Here’s a question to ponder.

If John McCain had have been involved with a right wing terrorist who blew up government facilities then would he get such an easy pass as Obama?

Timothy McVeigh is the right’s William Ayers.

If your daughter brought home a boyfriend who palled around with Timothy McVeigh (let’s assume that he had been ‘rehabilitated’ by the Chicago establishment and given a cushy university post rather than the death penalty) but who was 8 years old in 1995 when McVeigh killed 168 people in Oklahoma City then would you be concerned to look more deeply into that relationship?

Powell is free to endorse whomever he likes.

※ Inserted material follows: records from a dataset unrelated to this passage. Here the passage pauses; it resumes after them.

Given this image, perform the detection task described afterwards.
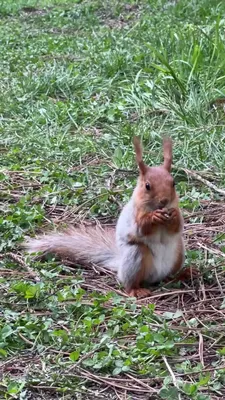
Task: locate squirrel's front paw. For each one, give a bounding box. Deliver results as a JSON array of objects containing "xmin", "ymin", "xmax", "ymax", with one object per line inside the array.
[
  {"xmin": 152, "ymin": 208, "xmax": 170, "ymax": 224},
  {"xmin": 127, "ymin": 288, "xmax": 151, "ymax": 299},
  {"xmin": 168, "ymin": 208, "xmax": 178, "ymax": 221}
]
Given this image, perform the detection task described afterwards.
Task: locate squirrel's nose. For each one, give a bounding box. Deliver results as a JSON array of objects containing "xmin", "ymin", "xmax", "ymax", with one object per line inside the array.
[{"xmin": 159, "ymin": 198, "xmax": 169, "ymax": 208}]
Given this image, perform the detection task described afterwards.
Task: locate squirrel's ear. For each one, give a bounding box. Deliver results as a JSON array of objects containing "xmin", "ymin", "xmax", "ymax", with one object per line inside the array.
[
  {"xmin": 163, "ymin": 138, "xmax": 173, "ymax": 172},
  {"xmin": 133, "ymin": 136, "xmax": 147, "ymax": 174}
]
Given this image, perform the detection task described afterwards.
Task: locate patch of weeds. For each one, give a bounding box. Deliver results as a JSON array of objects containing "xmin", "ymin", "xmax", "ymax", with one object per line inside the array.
[{"xmin": 0, "ymin": 0, "xmax": 225, "ymax": 400}]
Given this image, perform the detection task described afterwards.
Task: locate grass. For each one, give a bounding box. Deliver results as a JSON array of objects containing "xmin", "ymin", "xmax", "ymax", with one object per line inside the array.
[{"xmin": 0, "ymin": 0, "xmax": 225, "ymax": 400}]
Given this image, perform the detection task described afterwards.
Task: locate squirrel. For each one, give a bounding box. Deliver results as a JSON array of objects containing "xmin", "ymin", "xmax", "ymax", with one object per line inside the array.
[{"xmin": 24, "ymin": 137, "xmax": 197, "ymax": 297}]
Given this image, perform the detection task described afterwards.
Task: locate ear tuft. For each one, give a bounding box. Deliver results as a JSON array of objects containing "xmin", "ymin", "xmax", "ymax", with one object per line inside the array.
[{"xmin": 133, "ymin": 136, "xmax": 147, "ymax": 174}]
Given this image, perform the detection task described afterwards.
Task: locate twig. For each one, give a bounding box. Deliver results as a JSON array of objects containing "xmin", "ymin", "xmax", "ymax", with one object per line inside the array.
[
  {"xmin": 198, "ymin": 332, "xmax": 205, "ymax": 368},
  {"xmin": 162, "ymin": 356, "xmax": 181, "ymax": 400},
  {"xmin": 182, "ymin": 168, "xmax": 225, "ymax": 196}
]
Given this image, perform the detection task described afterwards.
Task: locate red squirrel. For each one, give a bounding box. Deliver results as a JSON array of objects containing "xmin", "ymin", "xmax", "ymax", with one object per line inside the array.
[{"xmin": 25, "ymin": 137, "xmax": 197, "ymax": 297}]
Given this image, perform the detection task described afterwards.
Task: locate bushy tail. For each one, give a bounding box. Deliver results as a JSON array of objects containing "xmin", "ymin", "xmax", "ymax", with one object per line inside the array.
[{"xmin": 23, "ymin": 226, "xmax": 118, "ymax": 271}]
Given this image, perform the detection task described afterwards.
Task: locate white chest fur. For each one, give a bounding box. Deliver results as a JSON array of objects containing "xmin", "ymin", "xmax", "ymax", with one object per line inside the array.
[{"xmin": 145, "ymin": 229, "xmax": 181, "ymax": 283}]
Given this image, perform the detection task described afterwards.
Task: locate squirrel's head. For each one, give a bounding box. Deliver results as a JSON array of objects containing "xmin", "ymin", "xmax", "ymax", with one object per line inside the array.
[{"xmin": 134, "ymin": 137, "xmax": 178, "ymax": 211}]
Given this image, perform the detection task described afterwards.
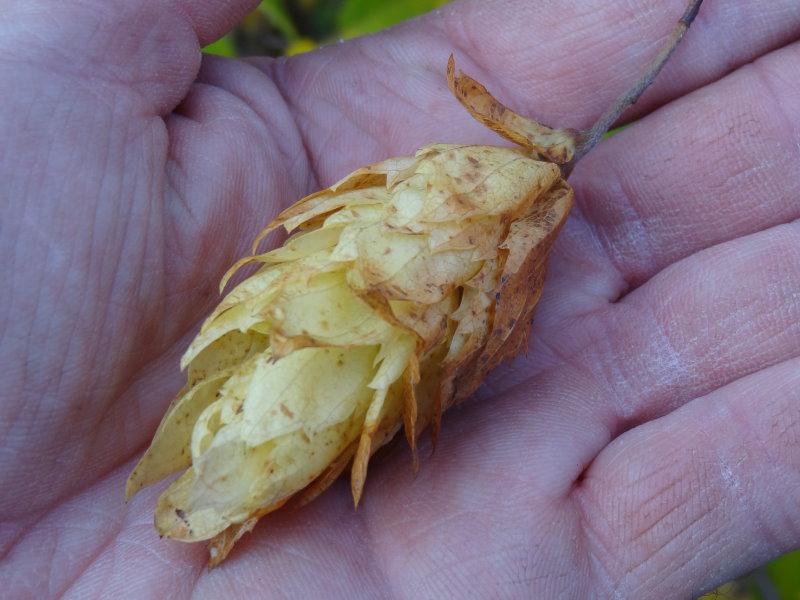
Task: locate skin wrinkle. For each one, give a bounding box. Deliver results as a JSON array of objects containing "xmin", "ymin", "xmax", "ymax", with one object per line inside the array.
[{"xmin": 4, "ymin": 2, "xmax": 800, "ymax": 593}]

The fact he felt it necessary to go to the media to make his announcement about who he was supporting rather than quietly going to vote like 100 million other Americans says more about the man and his ego than it does about either McCain or Obama.

(Nothing Follows)

Categories: Politics, United States
  1. October 21, 2008 at 6:13 am

    >Is Powell correct when he says that the Republican party is shifting to the right.Here to answer that question is Minnesota Republican Senator Michelle Bachmann Senator Michelle Bachmann on Hardball After viewing her interview, tell me if you think Colin Powell was just being overly sensitive

  2. October 21, 2008 at 7:43 am

    >Yep, overly sensitive certainly is a good description.One of the issues that Republicans have in this election is that the media is so in the bag for Obama that they’re abrogating their responsibility to undertake objective investigative journalism unless it’s of Sarah Palin.Obama’s associations are, quite frankly, shocking.